This shop baked huge orejitas de chancho the size of my open hand, and the color and texture were always spot on. Now that I’ve tried baking them a couple times in the past two days, I have a new kind of respect for the bakers in that store, as I have realized for the first time that they’re quite easy to make, but not easy to make perfectly, the way they did.

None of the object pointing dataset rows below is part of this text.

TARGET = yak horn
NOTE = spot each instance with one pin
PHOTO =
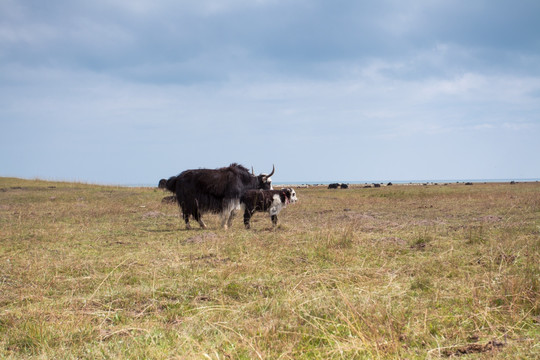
(272, 173)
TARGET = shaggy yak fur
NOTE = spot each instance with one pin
(214, 190)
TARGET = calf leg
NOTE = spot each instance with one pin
(247, 217)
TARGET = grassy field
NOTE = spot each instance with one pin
(405, 272)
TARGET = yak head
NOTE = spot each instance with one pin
(264, 181)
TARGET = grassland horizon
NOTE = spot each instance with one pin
(94, 271)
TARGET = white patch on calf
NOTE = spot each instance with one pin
(277, 205)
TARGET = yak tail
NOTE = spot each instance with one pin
(171, 184)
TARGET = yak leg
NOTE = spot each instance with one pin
(198, 217)
(226, 219)
(231, 217)
(186, 219)
(199, 220)
(229, 208)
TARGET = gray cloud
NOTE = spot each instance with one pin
(394, 85)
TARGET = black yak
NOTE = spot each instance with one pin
(214, 190)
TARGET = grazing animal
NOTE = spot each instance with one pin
(272, 201)
(214, 190)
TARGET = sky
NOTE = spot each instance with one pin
(131, 91)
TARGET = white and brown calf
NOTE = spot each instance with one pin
(271, 201)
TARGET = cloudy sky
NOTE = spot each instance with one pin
(130, 91)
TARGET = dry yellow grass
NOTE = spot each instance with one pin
(394, 272)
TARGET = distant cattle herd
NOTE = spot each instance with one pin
(226, 190)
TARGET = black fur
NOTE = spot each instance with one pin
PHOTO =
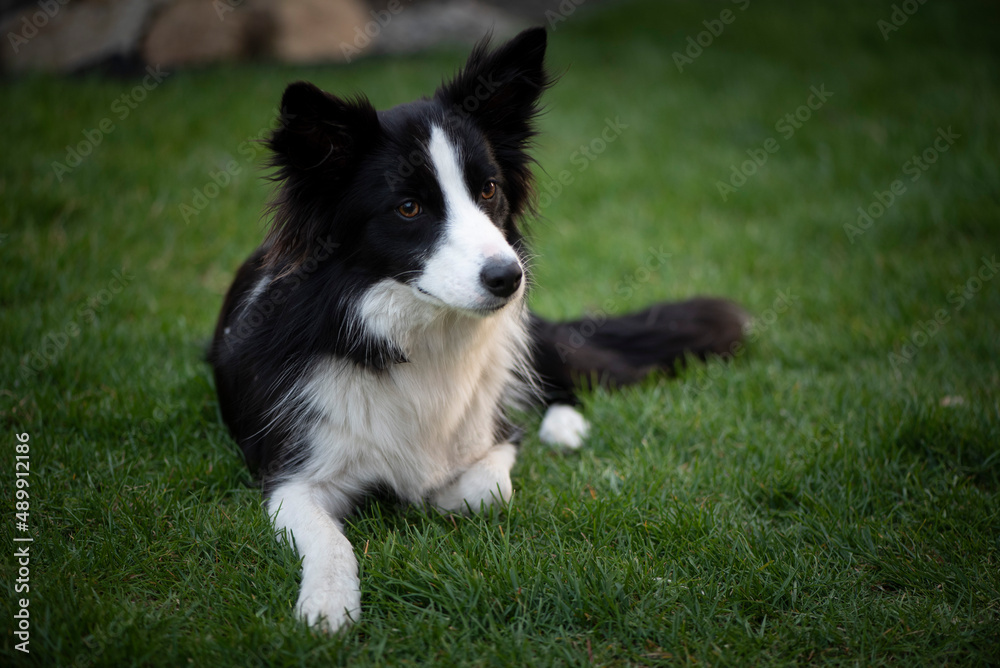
(340, 166)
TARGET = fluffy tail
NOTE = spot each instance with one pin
(623, 350)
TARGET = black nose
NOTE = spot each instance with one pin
(501, 277)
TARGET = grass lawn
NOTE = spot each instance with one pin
(830, 497)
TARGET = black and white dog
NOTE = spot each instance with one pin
(378, 336)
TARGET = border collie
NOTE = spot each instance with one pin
(379, 335)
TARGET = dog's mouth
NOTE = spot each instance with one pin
(489, 305)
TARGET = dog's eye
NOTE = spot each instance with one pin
(408, 209)
(489, 189)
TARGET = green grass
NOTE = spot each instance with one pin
(831, 497)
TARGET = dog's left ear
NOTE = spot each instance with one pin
(499, 91)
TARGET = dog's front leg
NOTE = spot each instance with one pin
(331, 593)
(484, 483)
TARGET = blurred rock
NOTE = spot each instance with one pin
(196, 32)
(73, 35)
(64, 36)
(420, 25)
(311, 31)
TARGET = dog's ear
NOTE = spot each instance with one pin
(319, 141)
(499, 91)
(319, 130)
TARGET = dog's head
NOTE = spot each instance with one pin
(429, 193)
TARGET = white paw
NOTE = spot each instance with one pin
(329, 608)
(485, 484)
(563, 425)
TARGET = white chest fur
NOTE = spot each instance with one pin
(418, 424)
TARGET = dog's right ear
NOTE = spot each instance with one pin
(320, 131)
(319, 141)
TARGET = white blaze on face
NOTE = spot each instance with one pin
(453, 272)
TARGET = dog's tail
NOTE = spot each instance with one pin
(621, 350)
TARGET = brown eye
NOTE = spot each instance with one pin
(489, 189)
(408, 209)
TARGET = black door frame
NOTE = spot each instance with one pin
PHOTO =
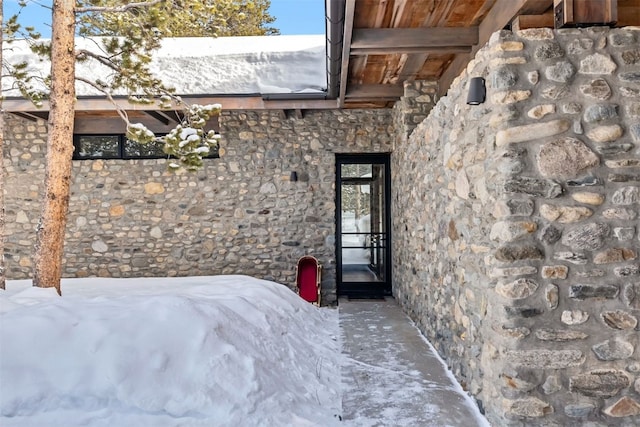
(364, 289)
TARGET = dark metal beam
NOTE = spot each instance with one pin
(349, 13)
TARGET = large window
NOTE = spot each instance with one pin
(117, 147)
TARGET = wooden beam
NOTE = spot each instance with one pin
(410, 50)
(33, 116)
(628, 13)
(572, 13)
(374, 91)
(228, 103)
(524, 22)
(349, 13)
(403, 38)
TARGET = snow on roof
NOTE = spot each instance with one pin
(211, 66)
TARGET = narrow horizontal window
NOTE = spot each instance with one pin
(88, 147)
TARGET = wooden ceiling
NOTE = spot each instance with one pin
(387, 42)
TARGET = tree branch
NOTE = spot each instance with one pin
(101, 59)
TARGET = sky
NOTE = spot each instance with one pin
(293, 17)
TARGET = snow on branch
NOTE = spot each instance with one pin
(117, 9)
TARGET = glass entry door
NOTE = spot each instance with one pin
(363, 223)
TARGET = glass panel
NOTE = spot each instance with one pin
(135, 149)
(363, 223)
(98, 146)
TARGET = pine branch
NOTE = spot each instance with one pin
(112, 9)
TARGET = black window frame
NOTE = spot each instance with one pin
(121, 140)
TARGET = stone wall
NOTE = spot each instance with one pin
(516, 228)
(239, 215)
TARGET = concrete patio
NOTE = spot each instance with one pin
(392, 376)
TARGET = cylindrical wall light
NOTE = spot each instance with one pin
(477, 91)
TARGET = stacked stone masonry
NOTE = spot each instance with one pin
(239, 215)
(515, 222)
(516, 244)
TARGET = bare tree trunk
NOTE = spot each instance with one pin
(2, 174)
(53, 218)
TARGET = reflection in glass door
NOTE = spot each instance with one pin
(363, 225)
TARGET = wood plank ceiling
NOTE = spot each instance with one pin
(387, 42)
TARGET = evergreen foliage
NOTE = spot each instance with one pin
(179, 18)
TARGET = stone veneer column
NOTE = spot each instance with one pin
(516, 228)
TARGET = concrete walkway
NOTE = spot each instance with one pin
(391, 376)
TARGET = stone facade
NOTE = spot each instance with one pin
(239, 215)
(516, 228)
(515, 222)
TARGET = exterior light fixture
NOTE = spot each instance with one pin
(477, 91)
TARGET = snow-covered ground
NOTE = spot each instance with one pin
(195, 351)
(217, 351)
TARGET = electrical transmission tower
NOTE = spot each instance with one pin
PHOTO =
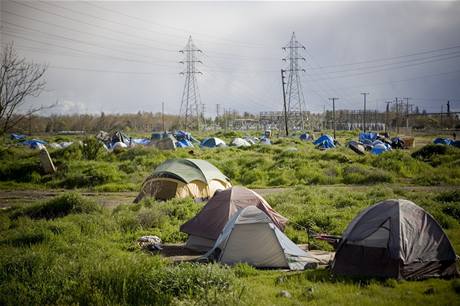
(295, 98)
(190, 104)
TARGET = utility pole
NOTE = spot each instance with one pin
(442, 110)
(397, 115)
(407, 114)
(163, 115)
(284, 100)
(333, 112)
(189, 108)
(295, 98)
(202, 115)
(364, 115)
(387, 114)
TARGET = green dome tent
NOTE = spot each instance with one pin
(182, 178)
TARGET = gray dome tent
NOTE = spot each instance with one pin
(397, 239)
(251, 237)
(205, 227)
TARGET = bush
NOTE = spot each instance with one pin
(92, 148)
(20, 170)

But these heart-shaped puff pastry cookies were not a specialty of only that store in Lima; in fact, they can be found in every bakery in town. I’m not certain about the origins of the crunchy orejitas de chancho, but if I hadn’t seen them in many other countries, in countless occasions, with my own eyes, I would swear that they were Peruvian because of how typical they are in our sweet-toothed culture. But apparently sombody came up with the idea before us, and we copied it…stole it… call it what you may. The fact is, we Peruvians relate these sugary treats to our country and our childhoods, and hence, they’re Peruvian too.

Next tuesday is Valentine’s Day, another thing we have “borrowed” from abroad, and I was wondering what would be the best Peruvian treat for this day. I came up with a huge list of aphrodisiac dishes, drinks, and sweets that would certainly spice up the celebration for you if you gave them to your loved one (will share this list on time for V-day, don’t worry!), but then thought that this day stands not only for romantic love, but also for any kind of love and friendship. And so the cute orejitas de chancho popped up at the back of my head, with their heart-shaped sweetness that implies love at every bite. I think they are a very nice gift, especially if you make them yourself.

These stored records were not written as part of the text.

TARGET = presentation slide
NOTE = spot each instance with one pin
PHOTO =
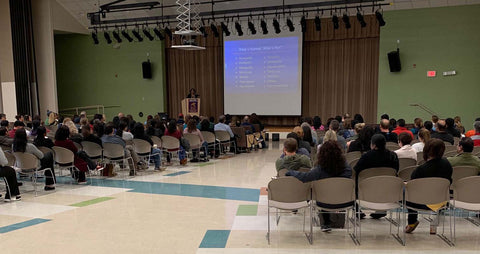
(263, 75)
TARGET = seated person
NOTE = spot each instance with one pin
(292, 160)
(465, 156)
(378, 156)
(384, 129)
(5, 140)
(20, 144)
(11, 177)
(442, 132)
(41, 139)
(110, 137)
(406, 150)
(434, 166)
(331, 163)
(401, 128)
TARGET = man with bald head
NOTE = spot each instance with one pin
(441, 133)
(384, 129)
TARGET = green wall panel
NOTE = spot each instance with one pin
(89, 74)
(440, 39)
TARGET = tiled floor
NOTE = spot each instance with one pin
(215, 207)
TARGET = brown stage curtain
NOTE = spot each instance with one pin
(340, 73)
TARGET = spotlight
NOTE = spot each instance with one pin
(238, 27)
(303, 24)
(361, 20)
(290, 25)
(127, 36)
(381, 21)
(147, 33)
(159, 34)
(107, 37)
(214, 29)
(116, 35)
(318, 23)
(95, 37)
(251, 27)
(203, 31)
(169, 33)
(137, 35)
(263, 25)
(276, 26)
(225, 29)
(335, 21)
(346, 20)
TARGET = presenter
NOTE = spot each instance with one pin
(193, 94)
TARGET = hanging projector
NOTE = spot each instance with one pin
(188, 35)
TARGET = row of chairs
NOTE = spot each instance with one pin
(379, 193)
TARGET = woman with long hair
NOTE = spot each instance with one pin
(20, 144)
(331, 163)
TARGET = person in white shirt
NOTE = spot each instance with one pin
(423, 136)
(406, 150)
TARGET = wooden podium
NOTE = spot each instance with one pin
(191, 106)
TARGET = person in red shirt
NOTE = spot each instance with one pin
(401, 128)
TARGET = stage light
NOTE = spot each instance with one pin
(107, 37)
(127, 36)
(148, 34)
(95, 37)
(290, 25)
(303, 24)
(264, 27)
(276, 26)
(137, 35)
(214, 29)
(238, 27)
(251, 27)
(335, 21)
(381, 21)
(318, 23)
(168, 32)
(346, 20)
(159, 34)
(116, 35)
(225, 29)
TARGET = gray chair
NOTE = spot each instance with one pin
(430, 190)
(383, 193)
(338, 192)
(288, 194)
(466, 198)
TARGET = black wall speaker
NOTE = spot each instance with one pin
(147, 70)
(394, 61)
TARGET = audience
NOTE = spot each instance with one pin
(406, 150)
(441, 132)
(20, 144)
(331, 163)
(291, 160)
(465, 156)
(434, 166)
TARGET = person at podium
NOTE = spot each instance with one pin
(193, 94)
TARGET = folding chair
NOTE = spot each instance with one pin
(430, 190)
(338, 192)
(288, 194)
(383, 193)
(466, 198)
(30, 165)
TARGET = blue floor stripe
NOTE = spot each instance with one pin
(189, 190)
(21, 225)
(215, 239)
(178, 173)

Now, I’m not gonna lie to you. It’s pretty hard to get the perfect shape for these cookies, and I had to get rid of about half the batch I baked because of how weird some looked. You also have to watch them closely so they don’t burn (all that sugar and butter around create the perfect combustion). But to be fair, this was the first time I made them, so I’m sure practice makes the master when it comes to these sweets. The taste, however, was just how I wanted it to be, and so was the texture. And I was still left with quite a few perfectly decent orejitas de chancho to share with those around me.

The verdict? They were gone before anyone could say Valentine’s Day.

Orejitas de chancho (Elephant ears)
Recipe type: Sweets
Prep time: 
Cook time: 
Total time: 
Serves: 8
  • 1 package puff pastry (it brings 2 sheets)
  • 1½ stick unsalted butter
  • 1½ cup sugar
  1. *Follow the package instructions to thaw the puff pastry.
  2. *When it's ready extend one of the pastry sheets on a clear surface.
  3. *Melt the butter at low heat in a pan. Brush the pastry sheet with melted butter. Then pour sugar over the whole surface (I used a sifter to make it easier).
  4. *Fold one side of the sheet towards the center, and then the other side towards the center too, leaving a ½ inch gap in the center, between the two folds. Press a little bit.
  5. *Cover in butter and sugar again, and fold both sides again towards the center, still leaving the ½ inch gap in the middle, from the previous step. Press a little.
  6. *Cover in butter and sugar again, and fold one side on top of the other, so that your dough now looks like a tube. Press a little.
  7. *Cover tightly in plastic, and put in the fridge for an hour or longer. Repeat with the other pastry sheet.
  8. *Heat the oven to 380 F.
  9. *Remove the plastic, and cut the 2 tubes in ½ inch slices.
  10. *Cover a baking tray with buttered parchment or foil, or with a silpat. Place the slices pretty wide apart from each other (they may grow more than you expect). You may have to bake them in several batches.
  11. *Bake for 10-12 minutes. Turn and bake for an extra 10-12 minutes.


  1. Much cheaper and tastier than sending a candygram at school, and it must mean so much more to be handing over Valentines in person, especially home-made ones. 🙂

  2. Thanks for sharing our orejitas in your blog, Sweet Life!